Peter answered Him (Jesus) and said, "Lord, if it is You, command me to come to You on the water."
So He said, "Come." And when Peter had come down out of the boat, he walked on the water to go to Jesus.
But when he saw that the wind was boisterous, he was afraid; and beginning to sink he cried out, saying, "Lord, save me!"
- Mark 14:28-30
Peter's mistake was not in leaving the ship, but in looking at the waves and the wind instead of looking off unto Jesus. He had entered upon a path which could only be trodden by faith-- a path in which, if he had not Jesus, he had nothing at all. It was either walking with Jesus on the water or sinking beneath it without Him.
Nothing but faith could sustain the heart in such a course. But faith could sustain, for faith can live amid the roughest waves and the stormiest skies. Faith can walk on the roughest waters; unbelief cannot walk on the smoothest.
But Peter failed. Does that prove he was wrong in obeying the call of his Lord? Did Jesus reprove him for leaving the ship? Ah! no; that would not have been like Him. He could not tell His poor servant to come and then rebuke him for coming. Hence we read, "Immediately Jesus stretched out His hand and caught him, and said to him, 'O you of little faith, why did you doubt?'" (verse 31).
And where was Peter when he heard this? In the arms of the Lord! What a place! Peter was right in leaving the ship, and although he broke down in that path on which he had entered, it only led him into a sense of his own weakness and of the grace and love of his Lord.

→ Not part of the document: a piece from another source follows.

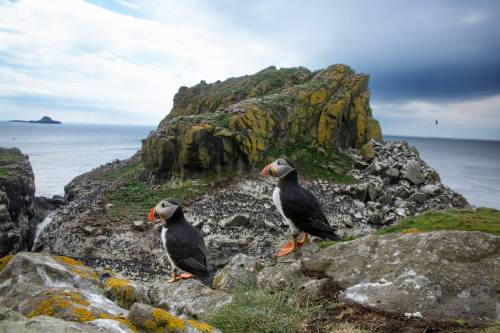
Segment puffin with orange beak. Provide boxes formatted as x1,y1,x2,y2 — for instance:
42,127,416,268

What is the moral of all this to us? Simply this: Jesus calls us forth from the things of time and sense to walk with Him. He summons us to abandon all our earthly hopes and creature-confidences-- the props on which our poor hearts lean. His voice may be heard far above the din of waves and storms, and that voice says, "Come!"
Oh, let us obey! He wants to have us near Himself, walking with and leaning on Him, not looking at circumstances but looking only and always unto Him.